I’ve been using the term Climate Informatics informally for a few years to capture the kind of research I do, at the intersection of computer science and climate science. So I was delighted to be asked to give a talk at the second annual workshop on Climate Informatics at NCAR, in Boulder this week. The workshop has been fascinating – an interesting mix of folks doing various kinds of analysis on (often huge) climate datasets, mixing up techniques from Machine Learning and Data Mining with the more traditional statistical techniques used by field researchers, and the physics-based simulations used in climate modeling.
I was curious to see how this growing community defines itself – i.e. what does the term “climate informatics” really mean? Several of the speakers offered definitions, largely drawing on the idea of the Fourth Paradigm, a term coined by Jim Gray, who explained it as follows. Originally, science was purely empirical.
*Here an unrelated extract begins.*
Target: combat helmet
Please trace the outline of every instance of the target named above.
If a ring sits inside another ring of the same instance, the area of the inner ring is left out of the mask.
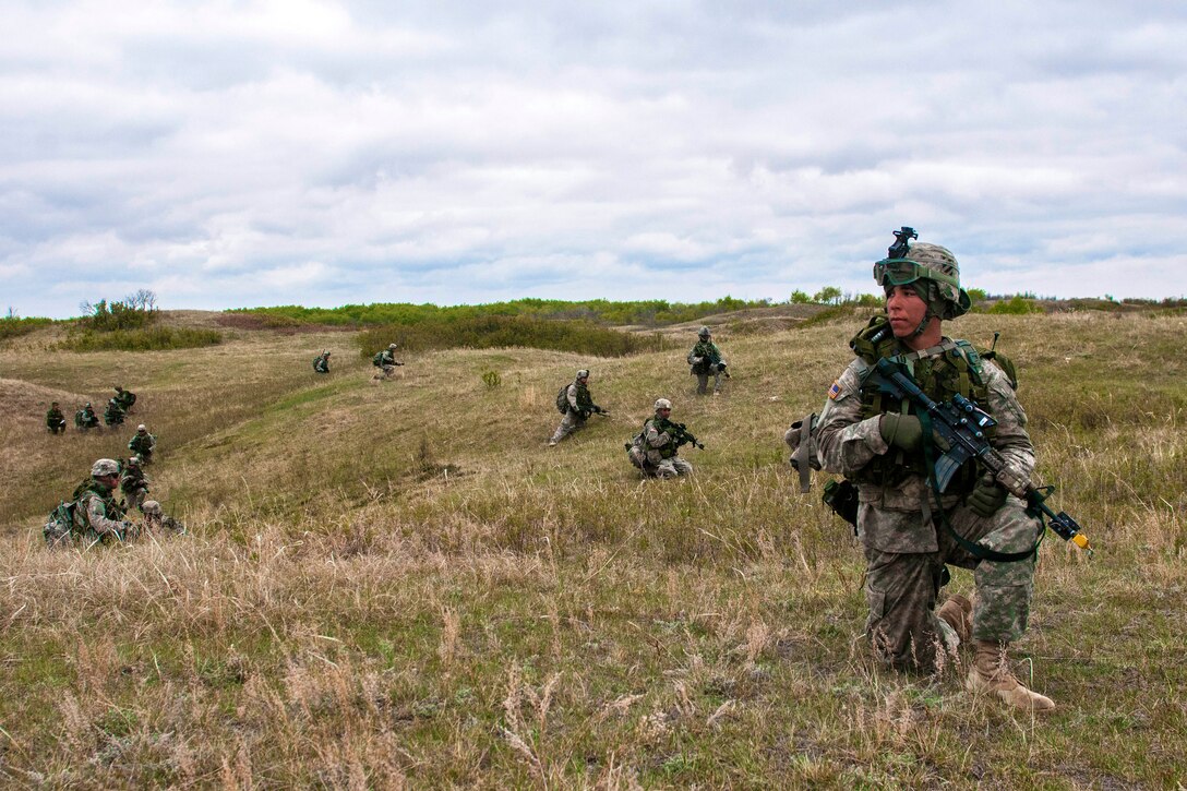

In the last few centuries, theoretical science came along, using models and generalizations, and in the latter half of the twentieth century, computational simulations. Now, with the advent of big data, we can see a fourth scientific research paradigm emerging, sometimes called eScience, focussed on extracting new insights from vast collections of data. By this view, climate informatics could be defined as data-driven inquiry, and hence offers a complement to existing approaches to climate science.
However, there’s still some confusion, in part because the term is new, and crosses disciplinary boundaries. For example, some people expected that Climate Informatics would encompass the problems of managing and storing big data (e.g. the 3 petabytes generated by the CMIP5 project, or the exabytes of observational data that is now taxing the resources of climate data archivists). However, that’s not what this community does. So, I came up with my own attempt to define the term:
I like this definition for three reasons. First, by bringing Information Science into the mix, we can draw a distinction between climate informatics and other parts of computer science that are relevant to climate science (e.g. the work of building the technical infrastructure for exascale computing, designing massively parallel machines, data management, etc). Secondly, information science brings with it a concern for the broader societal and philosophical questions of the nature of information and why people need it, a concern that’s often missing from computer science. Oh, and I also like this definition because I also work at the intersection of the three fields, even though I don’t really do data-driven inquiry (although I did, many years ago, write an undergraduate thesis on machine learning). Hence, it creates a slightly broader definition than just associating the term with the ‘fourth paradigm’.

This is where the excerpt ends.